She finished the last few bites on her plate and my dad reached out and took it away from in front of her.
“You two kids have fun,” he said.
“This way,” I said and jerked my head toward the mudroom off the kitchen.
She’d donned her nice riding boots from the night before and I took down my newer farm jacket, a rusty brown Carhartt I’d bought recently to replace the dingy gray one I took down for myself, the elbow of the sleeve ripped out spectacularly, the padded ticking leaking out of it.
I held it open for her and said, “It’s cold out there, better put this on.”

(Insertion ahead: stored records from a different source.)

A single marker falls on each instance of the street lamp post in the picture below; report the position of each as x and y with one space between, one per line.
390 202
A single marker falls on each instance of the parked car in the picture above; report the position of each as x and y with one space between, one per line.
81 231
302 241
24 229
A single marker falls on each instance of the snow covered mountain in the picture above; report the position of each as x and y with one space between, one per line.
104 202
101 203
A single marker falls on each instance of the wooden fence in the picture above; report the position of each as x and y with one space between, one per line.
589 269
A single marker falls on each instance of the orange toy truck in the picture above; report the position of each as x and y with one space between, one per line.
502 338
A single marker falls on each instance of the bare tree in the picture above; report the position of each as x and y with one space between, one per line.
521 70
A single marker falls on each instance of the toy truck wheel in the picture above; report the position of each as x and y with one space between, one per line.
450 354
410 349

“Thank you,” she murmured, donning it. “How’d you do that?” she asked with wide eyes at the mangled sleeve of the coat I put on for myself.
“Barbed-wire fencing,” I said, pulling down the old leather American outback crusher hat I used to keep the rain out of my eyes. I donned it and held open the back door, motioning for her to go on ahead.
The chill damp of the fall air rushed in to greet us and she ducked out into the fine misty crap sifting down out of a leaden gray sky to keep the damp and the cold from getting into the house.
I slipped out after her with a sigh. It was gonna be muddy as fuck and I hadn’t bothered switching out my riding boots for my farm boots with the better tread. Too late now.
“Watch yourself,” I cautioned. “Bound to be muddy as hell. I don’t want you to slip.”
“I’ll be careful,” she promised, perking up at the bleating of the goats out in their pasture.
“They act like they never been fed a day in their life,” I groused.
“Poor creatures,” she said lightly with a smile, an edge of teasing to her sweet voice. “They look absolutely starved.”
I chuckled and looked across the yard to the split log fence of the first pasture and the small herd beyond the wire fencing lining we had just behind those logs. Sure enough, the goats were lined up begging at the fence line, waiting for my big ass to get in the barn and get their grain.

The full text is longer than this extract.